The Conversation have looked at this proposal in depth Martha’s rule: second-opinion law can work – but only if organisational shortcomings are addressed
Parliamentary and Health Service Ombudsman
The Parliamentary and Health Service Ombudsman can investigate complaints about the NHS in England, government departments and some specific agencies, if an individual is unsatisfied with the result of a complaint they have already made directly to the organisation. The PHSO is therefore the place that service users can escalate their complaint to, if they feel that no-one is taking their complaint seriously, or taking the right action.
The PHSO has an excellent podcast you can listen to. The latest episode features Rob Behrens and Dr Bill Kirkup as they discuss patient safety. Dr Bill Kirkup has chaired numerous independent inquiries into serious failings in care, including into the maternity services at Morecombe Bay and East Kent.
Preventable Deaths in Young Autistic People
In September we also learned that despite warnings from coroners over the last 10 years, young autistic people are still being failed by the health and social care services.
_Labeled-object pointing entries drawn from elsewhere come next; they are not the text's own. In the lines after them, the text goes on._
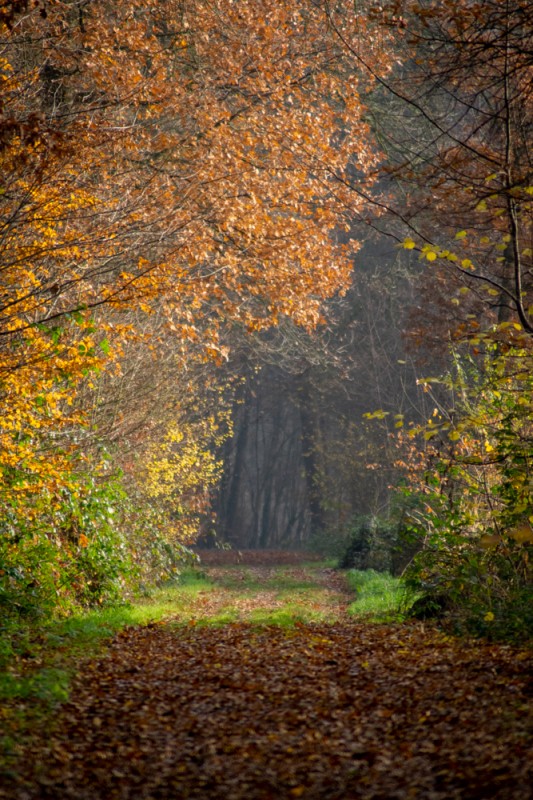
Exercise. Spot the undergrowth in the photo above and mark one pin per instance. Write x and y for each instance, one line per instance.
(378, 594)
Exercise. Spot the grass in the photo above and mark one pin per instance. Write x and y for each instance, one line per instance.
(37, 676)
(44, 660)
(379, 595)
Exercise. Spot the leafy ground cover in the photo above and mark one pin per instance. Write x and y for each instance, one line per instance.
(292, 697)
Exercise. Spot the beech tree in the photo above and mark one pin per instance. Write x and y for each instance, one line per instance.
(167, 171)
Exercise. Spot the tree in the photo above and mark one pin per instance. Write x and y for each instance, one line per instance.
(166, 173)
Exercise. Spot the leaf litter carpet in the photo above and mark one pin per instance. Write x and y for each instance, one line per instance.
(332, 710)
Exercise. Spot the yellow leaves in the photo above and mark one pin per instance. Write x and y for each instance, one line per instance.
(489, 541)
(522, 534)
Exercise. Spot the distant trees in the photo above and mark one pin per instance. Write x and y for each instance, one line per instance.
(460, 155)
(166, 174)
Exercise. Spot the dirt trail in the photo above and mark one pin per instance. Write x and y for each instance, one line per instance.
(334, 710)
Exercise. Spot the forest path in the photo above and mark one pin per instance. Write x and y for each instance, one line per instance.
(329, 709)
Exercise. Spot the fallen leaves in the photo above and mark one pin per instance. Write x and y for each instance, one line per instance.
(338, 710)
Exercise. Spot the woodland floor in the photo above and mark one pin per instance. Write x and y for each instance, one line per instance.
(222, 703)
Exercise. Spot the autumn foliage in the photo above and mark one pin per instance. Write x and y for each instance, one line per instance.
(168, 170)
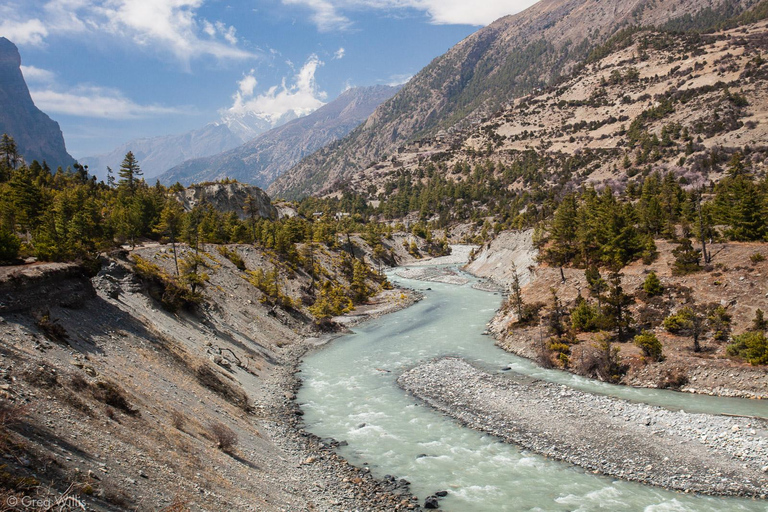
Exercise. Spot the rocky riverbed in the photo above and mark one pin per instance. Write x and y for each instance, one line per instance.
(709, 454)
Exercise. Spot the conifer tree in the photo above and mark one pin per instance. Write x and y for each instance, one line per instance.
(130, 172)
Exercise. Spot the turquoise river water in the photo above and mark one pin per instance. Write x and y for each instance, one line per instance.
(349, 393)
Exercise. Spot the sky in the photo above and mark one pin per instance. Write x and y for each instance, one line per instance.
(113, 70)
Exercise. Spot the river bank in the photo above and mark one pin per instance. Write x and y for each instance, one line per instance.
(699, 453)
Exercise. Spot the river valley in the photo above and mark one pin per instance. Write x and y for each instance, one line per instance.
(350, 393)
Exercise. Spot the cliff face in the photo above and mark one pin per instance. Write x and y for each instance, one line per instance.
(158, 154)
(227, 197)
(261, 160)
(513, 56)
(37, 136)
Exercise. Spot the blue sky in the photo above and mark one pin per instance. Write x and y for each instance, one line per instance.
(112, 70)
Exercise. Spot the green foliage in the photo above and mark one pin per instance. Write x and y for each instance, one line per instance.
(333, 301)
(585, 317)
(679, 322)
(652, 285)
(751, 346)
(650, 345)
(9, 246)
(686, 258)
(759, 323)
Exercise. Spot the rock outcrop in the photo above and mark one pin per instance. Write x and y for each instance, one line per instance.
(228, 197)
(37, 136)
(261, 160)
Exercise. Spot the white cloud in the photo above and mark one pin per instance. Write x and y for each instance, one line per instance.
(33, 74)
(30, 32)
(99, 102)
(172, 26)
(301, 97)
(329, 14)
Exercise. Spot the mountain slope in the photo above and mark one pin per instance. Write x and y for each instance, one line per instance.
(37, 136)
(264, 158)
(158, 154)
(680, 104)
(512, 56)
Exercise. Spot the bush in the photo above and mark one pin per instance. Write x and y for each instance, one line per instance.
(225, 438)
(751, 346)
(585, 317)
(9, 246)
(678, 322)
(650, 345)
(652, 285)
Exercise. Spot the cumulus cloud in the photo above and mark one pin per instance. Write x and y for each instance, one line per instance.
(169, 25)
(30, 32)
(301, 96)
(98, 102)
(33, 74)
(329, 14)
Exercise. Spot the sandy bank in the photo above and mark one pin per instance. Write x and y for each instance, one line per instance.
(702, 453)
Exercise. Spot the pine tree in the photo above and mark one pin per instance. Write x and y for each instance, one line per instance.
(129, 172)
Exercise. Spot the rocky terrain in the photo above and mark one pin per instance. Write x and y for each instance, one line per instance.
(110, 399)
(688, 452)
(37, 136)
(227, 198)
(261, 160)
(485, 75)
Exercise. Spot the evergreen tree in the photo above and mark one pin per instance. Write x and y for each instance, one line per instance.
(130, 172)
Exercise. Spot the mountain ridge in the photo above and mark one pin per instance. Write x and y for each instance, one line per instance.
(37, 136)
(512, 56)
(260, 160)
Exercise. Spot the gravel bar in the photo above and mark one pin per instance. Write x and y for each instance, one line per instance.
(702, 453)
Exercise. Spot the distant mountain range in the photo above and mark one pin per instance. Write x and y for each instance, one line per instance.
(158, 154)
(37, 136)
(509, 58)
(264, 158)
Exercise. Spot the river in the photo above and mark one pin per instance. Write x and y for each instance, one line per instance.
(349, 393)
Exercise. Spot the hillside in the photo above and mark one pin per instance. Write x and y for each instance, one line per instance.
(511, 57)
(679, 104)
(37, 136)
(158, 154)
(261, 160)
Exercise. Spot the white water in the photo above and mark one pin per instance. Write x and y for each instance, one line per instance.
(347, 396)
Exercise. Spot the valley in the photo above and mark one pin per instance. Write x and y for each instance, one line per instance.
(531, 277)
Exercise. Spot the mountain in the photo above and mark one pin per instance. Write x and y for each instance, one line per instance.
(679, 104)
(37, 136)
(507, 59)
(158, 154)
(264, 158)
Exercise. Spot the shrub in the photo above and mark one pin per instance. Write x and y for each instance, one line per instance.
(225, 437)
(9, 246)
(751, 346)
(652, 285)
(585, 317)
(678, 322)
(650, 345)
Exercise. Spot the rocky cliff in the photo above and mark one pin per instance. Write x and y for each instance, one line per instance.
(37, 136)
(264, 158)
(158, 154)
(227, 197)
(507, 59)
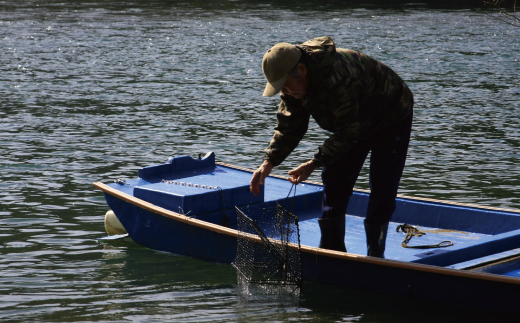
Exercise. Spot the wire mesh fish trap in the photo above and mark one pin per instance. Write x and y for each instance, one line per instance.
(268, 251)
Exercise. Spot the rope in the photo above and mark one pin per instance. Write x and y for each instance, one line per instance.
(412, 231)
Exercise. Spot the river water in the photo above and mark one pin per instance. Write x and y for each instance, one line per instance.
(93, 90)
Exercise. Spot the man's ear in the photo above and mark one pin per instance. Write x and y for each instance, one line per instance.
(302, 69)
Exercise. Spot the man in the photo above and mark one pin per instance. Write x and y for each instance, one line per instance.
(367, 108)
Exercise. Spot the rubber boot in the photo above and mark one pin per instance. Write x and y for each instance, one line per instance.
(376, 239)
(332, 233)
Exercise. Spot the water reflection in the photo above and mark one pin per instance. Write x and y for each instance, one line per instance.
(92, 91)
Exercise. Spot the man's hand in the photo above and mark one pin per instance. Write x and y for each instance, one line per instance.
(259, 176)
(302, 172)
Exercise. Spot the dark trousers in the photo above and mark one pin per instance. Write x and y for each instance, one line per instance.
(388, 155)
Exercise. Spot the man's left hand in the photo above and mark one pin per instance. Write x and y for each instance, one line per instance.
(302, 172)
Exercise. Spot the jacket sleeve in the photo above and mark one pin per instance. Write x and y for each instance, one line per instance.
(292, 124)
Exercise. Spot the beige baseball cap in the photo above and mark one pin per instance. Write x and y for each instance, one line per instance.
(277, 63)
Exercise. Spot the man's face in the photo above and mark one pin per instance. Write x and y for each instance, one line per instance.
(296, 86)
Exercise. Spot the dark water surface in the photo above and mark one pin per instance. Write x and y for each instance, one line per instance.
(93, 90)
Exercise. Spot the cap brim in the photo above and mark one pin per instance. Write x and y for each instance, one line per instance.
(274, 87)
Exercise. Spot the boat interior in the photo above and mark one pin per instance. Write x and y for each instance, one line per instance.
(209, 191)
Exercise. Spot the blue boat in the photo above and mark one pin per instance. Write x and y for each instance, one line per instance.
(187, 207)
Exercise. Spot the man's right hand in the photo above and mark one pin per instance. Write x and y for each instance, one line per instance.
(259, 176)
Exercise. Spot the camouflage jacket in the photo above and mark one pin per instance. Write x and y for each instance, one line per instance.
(349, 94)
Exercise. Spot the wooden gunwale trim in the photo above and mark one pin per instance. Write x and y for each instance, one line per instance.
(306, 249)
(422, 199)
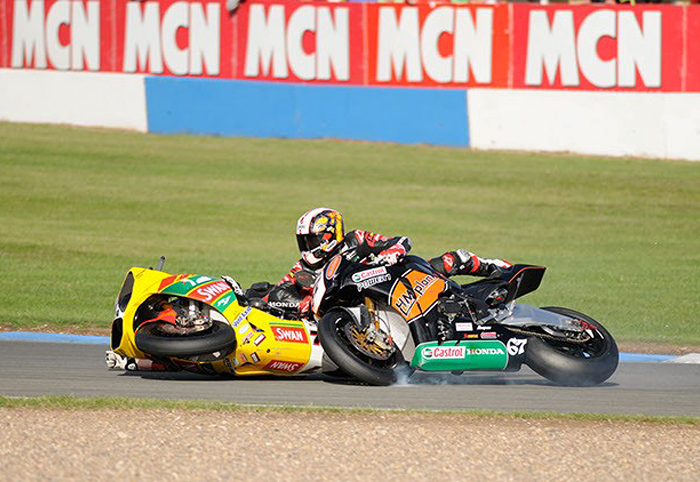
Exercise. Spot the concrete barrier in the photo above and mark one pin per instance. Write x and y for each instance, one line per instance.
(664, 125)
(78, 98)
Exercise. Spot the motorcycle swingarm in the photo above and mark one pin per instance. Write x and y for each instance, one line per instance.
(475, 348)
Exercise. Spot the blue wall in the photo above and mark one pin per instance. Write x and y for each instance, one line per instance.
(405, 115)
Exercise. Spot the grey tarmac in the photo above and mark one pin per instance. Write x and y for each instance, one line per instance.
(645, 388)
Life expectancy for autistic people is - on average - 16 years less than for the general population.
The BBC have looked through thousands of Reports to Prevent Future Deaths (recommendations made by coroners) to try and find out why - nearly half were categorised by coroners as relating to mental health or suicide.
You can read more here - Young autistic people still dying despite coroner warnings over care
The Role of the Coroner
A coroner is a special judge who investigates certain deaths. Deaths are reported to the coroner if:
- The cause of death is unnatural, violent or unknown; and/or
- The death took place in prison, police custody or another place of detention such as a mental health hospital.
The role of the coroner is to find out who died, how, when and where. They will then decide whether an investigation is required.
An investigation may involve hearing evidence and will result in recommendations being made to prevent similar deaths from happening in the future - Reports to Prevent Future Deaths.
As with independent inquiries, a coroner's investigation is not a criminal investigation, and whilst the coroner can be critical in their report, they cannot lay blame.
Reports to Prevent Future Deaths are publicly available and issued to all relevant agencies, such as NHS Trusts, NHS Improvement and so on.
Prevention is the New Cure Podcast
This is the podcast of Steve Brine, MP and Chair of the Health & Social Care Select Committee, and Prof Dame Helen Stokes-Lampard a GP.
In Episode 14, they discuss Lucy Letby and Martha's Rule, along with other health topics from the last week.